Ouais. Eh bien, je travaille à nouveau sur une aile de compétition parce que je n'ai pas encore fait d'aile de compétition avec BGD. Ce serait donc une aile de compétition à deux lignes. C'est assez passionnant. Et il y a une chose dont nous n'avons pas du tout parlé : la sécurité SIV, la stabilité de l'aile, la certification et tout ça. Je pense qu'on va devoir faire une autre session d'une heure. Ouais. On va faire

51:43Gavin McClurg

une session de suivi là-dessus, c'est sûr. J'ai vraiment abordé le sujet du SIV avec Jockey la semaine dernière. C'était super d'avoir son point de vue. J'ai fait un cours d'acro avec lui, en fait, pas vraiment du SIV, il y a quelques années, et c'était assez passionnant. Mais ouais, absolument. Avec toi, je pense qu'on pourrait faire trois rounds. On pourrait continuer encore et encore. Absolument. Je sais juste qu'il se fait tard et que tu fais partie du monde et que tu as des vols à faire avec tier. Ouais. Ouais. Ouais. Cool.

52:12Bruce Goldsmith

Exactement. Ouais. Il est temps de

52:14Gavin McClurg

lit. Eh bien, Bruce, merci beaucoup. J'apprécie vraiment. C'était fantastique de discuter avec toi et j'espère avoir l'occasion de voler avec toi et de te rencontrer un jour. D'accord. C'est un plaisir de te parler aussi, Gavin. Merci. J'apprécie. Santé.

52:37Gavin McClurg

Eh bien, j'espère que vous avez apprécié ça. Moi, j'ai adoré. Quel privilège de pouvoir discuter avec Bruce.

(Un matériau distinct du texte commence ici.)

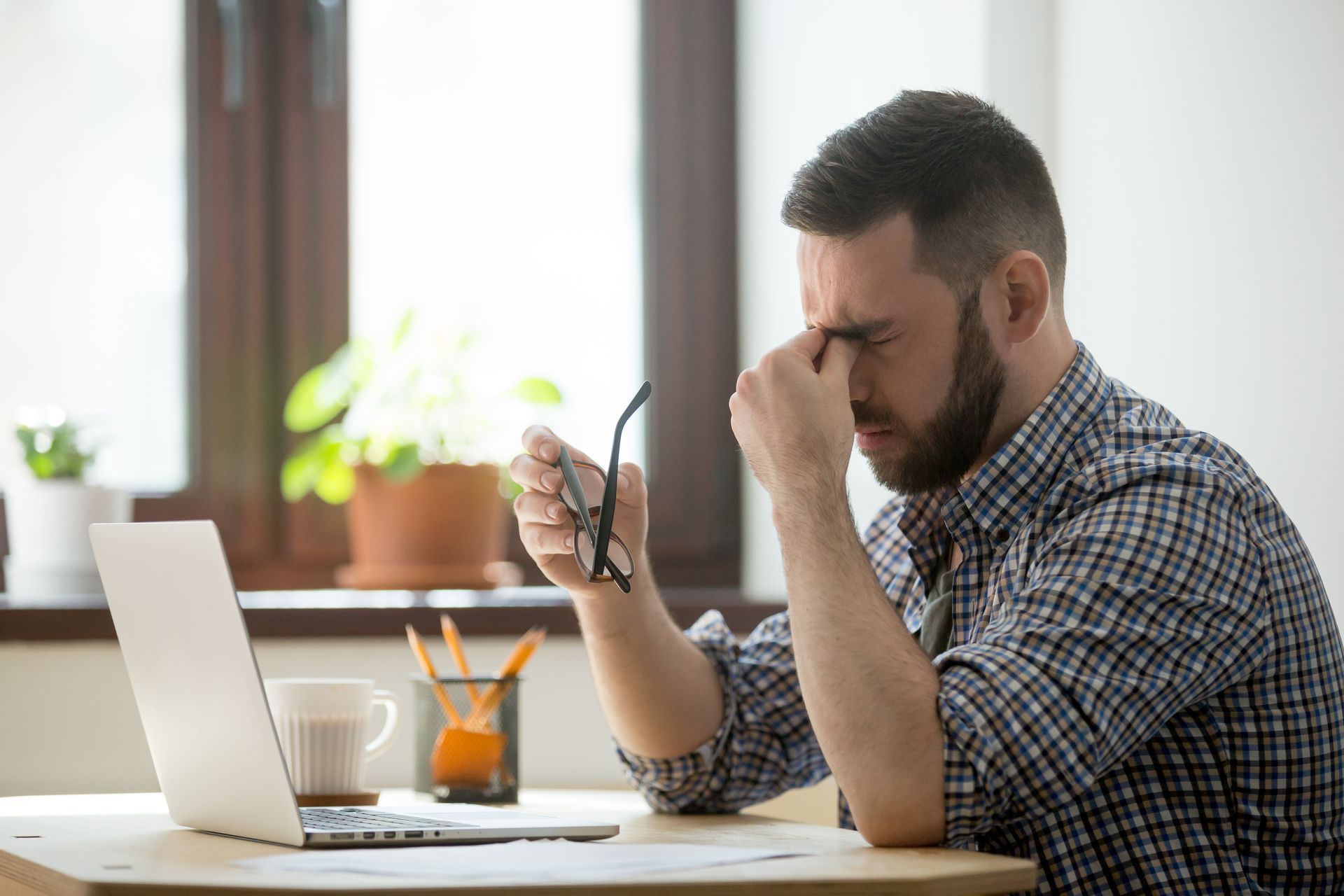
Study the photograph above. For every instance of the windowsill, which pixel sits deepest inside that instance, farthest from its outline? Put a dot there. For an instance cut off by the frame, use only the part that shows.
(377, 614)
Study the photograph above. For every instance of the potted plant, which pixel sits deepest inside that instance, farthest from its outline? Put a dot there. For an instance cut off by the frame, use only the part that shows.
(49, 508)
(407, 437)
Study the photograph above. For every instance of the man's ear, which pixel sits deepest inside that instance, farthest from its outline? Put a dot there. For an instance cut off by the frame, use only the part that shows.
(1021, 289)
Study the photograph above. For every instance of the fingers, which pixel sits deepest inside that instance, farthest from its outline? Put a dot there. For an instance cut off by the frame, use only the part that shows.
(546, 540)
(538, 507)
(539, 441)
(631, 486)
(534, 475)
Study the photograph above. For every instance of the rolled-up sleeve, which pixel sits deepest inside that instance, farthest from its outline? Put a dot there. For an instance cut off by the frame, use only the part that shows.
(1140, 602)
(765, 743)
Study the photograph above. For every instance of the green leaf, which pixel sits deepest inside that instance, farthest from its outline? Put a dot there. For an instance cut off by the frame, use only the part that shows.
(42, 465)
(300, 472)
(402, 465)
(537, 391)
(336, 481)
(508, 488)
(314, 402)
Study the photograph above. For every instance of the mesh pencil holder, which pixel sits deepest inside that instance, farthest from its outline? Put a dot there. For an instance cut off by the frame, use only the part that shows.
(473, 758)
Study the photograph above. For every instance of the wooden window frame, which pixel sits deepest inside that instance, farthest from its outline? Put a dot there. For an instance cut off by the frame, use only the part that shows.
(269, 289)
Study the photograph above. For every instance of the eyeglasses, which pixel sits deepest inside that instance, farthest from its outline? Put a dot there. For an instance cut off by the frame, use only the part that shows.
(600, 552)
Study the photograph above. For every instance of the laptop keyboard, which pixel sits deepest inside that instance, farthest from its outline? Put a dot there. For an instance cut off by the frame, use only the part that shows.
(360, 820)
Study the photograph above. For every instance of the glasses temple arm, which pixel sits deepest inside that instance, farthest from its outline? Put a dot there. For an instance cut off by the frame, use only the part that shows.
(604, 526)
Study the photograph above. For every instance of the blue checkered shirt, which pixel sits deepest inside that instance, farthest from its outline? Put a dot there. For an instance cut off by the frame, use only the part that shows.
(1144, 687)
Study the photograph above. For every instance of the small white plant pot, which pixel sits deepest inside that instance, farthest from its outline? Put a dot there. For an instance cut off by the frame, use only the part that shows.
(48, 526)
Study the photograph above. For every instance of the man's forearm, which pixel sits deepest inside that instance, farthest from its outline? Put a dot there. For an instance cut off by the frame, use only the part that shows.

Je ne l'ai jamais rencontré en vrai. J'espère pouvoir voler avec lui un jour. C'était vraiment spécial. J'espère que vous avez appris beaucoup de choses. Comme je l'ai dit, il y a énormément de choses au programme. Je vais être absent de l'émission. Je pars pour l'Alaska dans quelques heures. Dave Turner et moi allons essayer de traverser la chaîne de montagnes de l'Alaska d'ouest en est, par le côté nord de la chaîne. Je ne crois pas que quelqu'un y soit jamais allé. Il y a beaucoup de glaciers, beaucoup d'ours, beaucoup de rivières et beaucoup de terrains vraiment magnifiques et escarpés. Je ne mentirais pas en disant que je suis assez nerveux pour celle-ci, mais je pense que nous allons vivre une superbe aventure. Merci à tous de nous suivre. Nous aurons tous les deux nos pages de partage de cartes sur Facebook, Facebook, des blogs et tout ça, donc vous devriez pouvoir suivre nos progrès.

53:23Gavin McClurg

Merci à Stuart Midwinter pour les prévisions météo, et merci à tous pour vos généreux dons. Ils ne cessent d'arriver. Je vous en suis vraiment reconnaissant. Ça rend tout ça super sympa et viable, et je continuerai à le faire, même si je m'en excuse. Je ne ferai pas d'épisodes pendant un certain temps. On ne sait pas combien de temps ça va nous prendre, probablement quatre, six, huit semaines, quelque chose comme ça, mais dès que je serai de retour, on fera appel à quelqu'un d'autre pour vous proposer plus d'épisodes. Merci de nous avoir écoutés. Salut.